The blond woman turned about, surprised.
“I am very sorry to disturb you,” said the older woman. “I didn’t mean to stare in the theater. Please forgive me. But I am sure I have seen your friend before, or, rather, I mean I am sure that I have seen someone very much like him, long ago. There must be, there might be, it seems possible there might be, a relationship. Perhaps he is a son of my former friend, of many years ago, or such. I am sorry to trouble you about this, but I am very curious about this matter.”

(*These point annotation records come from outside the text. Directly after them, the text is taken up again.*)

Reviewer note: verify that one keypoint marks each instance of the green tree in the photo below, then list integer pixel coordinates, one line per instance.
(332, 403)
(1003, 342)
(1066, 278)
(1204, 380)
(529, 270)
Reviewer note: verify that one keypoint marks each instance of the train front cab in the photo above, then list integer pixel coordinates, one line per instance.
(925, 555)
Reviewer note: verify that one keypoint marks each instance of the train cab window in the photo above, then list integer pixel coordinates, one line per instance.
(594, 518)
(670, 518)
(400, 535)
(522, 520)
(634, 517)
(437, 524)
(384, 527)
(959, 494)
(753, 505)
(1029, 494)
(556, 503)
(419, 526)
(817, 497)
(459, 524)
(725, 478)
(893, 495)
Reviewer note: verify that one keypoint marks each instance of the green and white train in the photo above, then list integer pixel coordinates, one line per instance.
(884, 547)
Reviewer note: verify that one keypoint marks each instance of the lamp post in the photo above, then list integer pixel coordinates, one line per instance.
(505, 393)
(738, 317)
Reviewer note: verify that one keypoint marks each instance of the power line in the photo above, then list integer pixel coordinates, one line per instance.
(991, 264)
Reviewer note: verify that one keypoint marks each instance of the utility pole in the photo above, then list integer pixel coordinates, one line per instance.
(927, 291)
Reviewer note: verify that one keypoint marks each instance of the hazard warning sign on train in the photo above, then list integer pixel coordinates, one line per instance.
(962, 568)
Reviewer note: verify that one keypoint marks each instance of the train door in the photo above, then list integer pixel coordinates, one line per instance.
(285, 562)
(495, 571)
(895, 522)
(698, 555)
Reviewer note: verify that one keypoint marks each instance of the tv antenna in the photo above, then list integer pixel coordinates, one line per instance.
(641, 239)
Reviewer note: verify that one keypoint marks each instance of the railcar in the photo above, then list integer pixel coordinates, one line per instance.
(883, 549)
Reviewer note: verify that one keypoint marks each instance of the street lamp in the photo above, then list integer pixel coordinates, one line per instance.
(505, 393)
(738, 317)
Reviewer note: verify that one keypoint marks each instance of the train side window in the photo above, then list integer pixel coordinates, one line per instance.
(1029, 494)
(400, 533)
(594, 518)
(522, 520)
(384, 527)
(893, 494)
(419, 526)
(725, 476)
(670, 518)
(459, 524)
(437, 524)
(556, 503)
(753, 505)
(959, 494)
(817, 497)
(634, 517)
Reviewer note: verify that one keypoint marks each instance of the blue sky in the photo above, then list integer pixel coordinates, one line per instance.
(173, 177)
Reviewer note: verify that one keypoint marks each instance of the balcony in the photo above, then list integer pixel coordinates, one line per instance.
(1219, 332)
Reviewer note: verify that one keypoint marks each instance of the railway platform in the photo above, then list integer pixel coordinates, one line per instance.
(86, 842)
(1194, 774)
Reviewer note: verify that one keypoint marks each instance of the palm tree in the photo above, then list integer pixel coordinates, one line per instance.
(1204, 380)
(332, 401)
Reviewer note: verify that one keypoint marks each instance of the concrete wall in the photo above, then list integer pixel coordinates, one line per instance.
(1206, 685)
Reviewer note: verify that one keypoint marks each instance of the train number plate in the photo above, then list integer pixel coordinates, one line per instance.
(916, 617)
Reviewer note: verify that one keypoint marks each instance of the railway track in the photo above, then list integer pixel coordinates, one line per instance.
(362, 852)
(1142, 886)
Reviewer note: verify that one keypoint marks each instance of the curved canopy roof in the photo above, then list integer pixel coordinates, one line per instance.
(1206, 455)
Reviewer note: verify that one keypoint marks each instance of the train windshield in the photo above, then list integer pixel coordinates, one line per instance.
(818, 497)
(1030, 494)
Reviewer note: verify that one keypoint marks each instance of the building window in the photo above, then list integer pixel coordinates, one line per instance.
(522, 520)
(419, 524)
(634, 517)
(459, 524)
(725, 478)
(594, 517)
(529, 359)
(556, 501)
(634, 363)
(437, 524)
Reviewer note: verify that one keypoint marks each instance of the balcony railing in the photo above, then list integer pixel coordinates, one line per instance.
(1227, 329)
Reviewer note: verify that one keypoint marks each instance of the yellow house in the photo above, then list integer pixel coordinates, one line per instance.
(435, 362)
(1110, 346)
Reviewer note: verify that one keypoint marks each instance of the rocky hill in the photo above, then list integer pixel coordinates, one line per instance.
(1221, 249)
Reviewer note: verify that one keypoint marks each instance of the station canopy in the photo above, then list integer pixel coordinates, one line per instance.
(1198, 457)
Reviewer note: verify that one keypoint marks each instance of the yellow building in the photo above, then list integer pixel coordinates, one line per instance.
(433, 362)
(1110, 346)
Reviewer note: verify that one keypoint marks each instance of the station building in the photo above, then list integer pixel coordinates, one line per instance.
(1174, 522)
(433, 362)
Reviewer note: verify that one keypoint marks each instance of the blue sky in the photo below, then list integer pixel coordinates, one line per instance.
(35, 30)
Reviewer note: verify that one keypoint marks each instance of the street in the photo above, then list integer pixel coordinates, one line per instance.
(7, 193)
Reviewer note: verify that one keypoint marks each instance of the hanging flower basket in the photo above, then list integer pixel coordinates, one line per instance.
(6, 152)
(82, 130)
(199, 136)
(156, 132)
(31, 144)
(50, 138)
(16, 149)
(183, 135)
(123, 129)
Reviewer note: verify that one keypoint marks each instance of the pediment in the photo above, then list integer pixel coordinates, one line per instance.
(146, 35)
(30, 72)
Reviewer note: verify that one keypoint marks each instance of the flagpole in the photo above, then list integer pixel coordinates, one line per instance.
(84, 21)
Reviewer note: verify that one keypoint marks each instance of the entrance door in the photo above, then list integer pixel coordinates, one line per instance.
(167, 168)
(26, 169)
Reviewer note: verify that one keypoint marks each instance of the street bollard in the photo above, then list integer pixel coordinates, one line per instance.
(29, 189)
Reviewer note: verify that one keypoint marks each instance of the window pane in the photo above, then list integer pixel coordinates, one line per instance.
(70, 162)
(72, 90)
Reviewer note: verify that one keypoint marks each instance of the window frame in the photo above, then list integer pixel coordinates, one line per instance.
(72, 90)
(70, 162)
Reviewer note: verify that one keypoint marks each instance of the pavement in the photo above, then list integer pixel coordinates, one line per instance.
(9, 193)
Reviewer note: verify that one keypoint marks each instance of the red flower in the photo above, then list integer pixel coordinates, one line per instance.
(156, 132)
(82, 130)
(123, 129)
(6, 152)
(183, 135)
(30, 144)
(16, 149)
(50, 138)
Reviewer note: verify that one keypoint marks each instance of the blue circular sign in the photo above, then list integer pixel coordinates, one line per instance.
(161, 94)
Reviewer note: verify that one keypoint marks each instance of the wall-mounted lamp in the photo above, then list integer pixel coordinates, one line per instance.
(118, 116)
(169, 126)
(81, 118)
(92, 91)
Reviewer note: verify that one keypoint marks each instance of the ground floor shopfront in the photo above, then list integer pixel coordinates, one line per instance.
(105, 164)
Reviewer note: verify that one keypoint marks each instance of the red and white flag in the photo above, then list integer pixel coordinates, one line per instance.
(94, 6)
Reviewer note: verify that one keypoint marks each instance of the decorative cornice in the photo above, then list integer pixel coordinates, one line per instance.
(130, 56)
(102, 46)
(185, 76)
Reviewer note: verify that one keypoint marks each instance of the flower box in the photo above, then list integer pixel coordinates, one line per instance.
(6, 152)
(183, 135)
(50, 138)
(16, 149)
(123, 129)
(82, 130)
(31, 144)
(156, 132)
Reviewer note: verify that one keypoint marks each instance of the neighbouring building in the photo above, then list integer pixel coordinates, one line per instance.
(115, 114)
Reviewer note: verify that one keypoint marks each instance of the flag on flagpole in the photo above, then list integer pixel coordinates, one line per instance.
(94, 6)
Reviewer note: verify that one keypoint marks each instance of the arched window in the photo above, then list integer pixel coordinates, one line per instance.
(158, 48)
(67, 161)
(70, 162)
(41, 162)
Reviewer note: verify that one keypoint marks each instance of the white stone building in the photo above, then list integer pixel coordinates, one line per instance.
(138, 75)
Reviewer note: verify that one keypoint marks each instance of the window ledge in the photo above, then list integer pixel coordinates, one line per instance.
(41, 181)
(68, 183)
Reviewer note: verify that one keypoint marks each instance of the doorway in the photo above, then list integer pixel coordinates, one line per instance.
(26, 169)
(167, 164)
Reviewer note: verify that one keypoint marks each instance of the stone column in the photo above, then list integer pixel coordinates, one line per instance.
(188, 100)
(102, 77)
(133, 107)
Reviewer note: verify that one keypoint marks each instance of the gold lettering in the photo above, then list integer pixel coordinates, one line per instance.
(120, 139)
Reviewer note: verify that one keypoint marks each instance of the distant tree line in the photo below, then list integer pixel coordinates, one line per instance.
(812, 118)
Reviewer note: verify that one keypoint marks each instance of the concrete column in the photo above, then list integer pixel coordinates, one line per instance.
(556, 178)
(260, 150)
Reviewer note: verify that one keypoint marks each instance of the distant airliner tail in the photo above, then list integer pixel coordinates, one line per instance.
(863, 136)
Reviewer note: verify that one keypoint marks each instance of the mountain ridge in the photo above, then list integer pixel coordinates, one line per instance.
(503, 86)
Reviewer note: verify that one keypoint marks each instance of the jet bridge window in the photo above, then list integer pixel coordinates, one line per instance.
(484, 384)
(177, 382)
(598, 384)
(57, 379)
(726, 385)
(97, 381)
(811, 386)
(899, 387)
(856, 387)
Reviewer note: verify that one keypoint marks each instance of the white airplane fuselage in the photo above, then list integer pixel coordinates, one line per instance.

The blonde regarded her, coldly.
“I’m sorry,” said the older woman, “but I wonder if I might trouble you for his name?”
“I do not know you,” said the blonde, and turned away.
“I’m sorry,” said the older woman, “very sorry.”
The older woman backed away, chagrined, embarrassed, and mingled in the crowd, trying to be unobtrusive, mixing in with milling patrons, with those dallying in the lobby, with those waiting for friends, or perhaps for arranged transportation.
The young man returned to his companion, and she must have said something to him, doubtless annoyed, for he looked in the direction of the older woman, who instantly looked away, pretending to busy herself with nearby posters, that their eyes not meet.
The couple then made their way through the exit to the sidewalk outside.
As they left, the older woman watched them, shaken. Then she noticed that, about the left ankle of the blonde, there was a bandage, wrapped tightly there, in several layers. Doubtless she had sustained an ankle injury, though her gait did not seem affected. Oddly, it seemed that something like a ring, or ridge, might lie beneath the bandage. That was suggested by the closeness of the bandage to the ankle at the top and bottom and its widening out, or bulging a little, in the center. The ring, or ridge, seemed to encircle the ankle, and, whatever it was, it was fully concealed by the bandage. Doubtless it was a medical device of some sort, designed to strengthen, to lend support to, the injured ankle.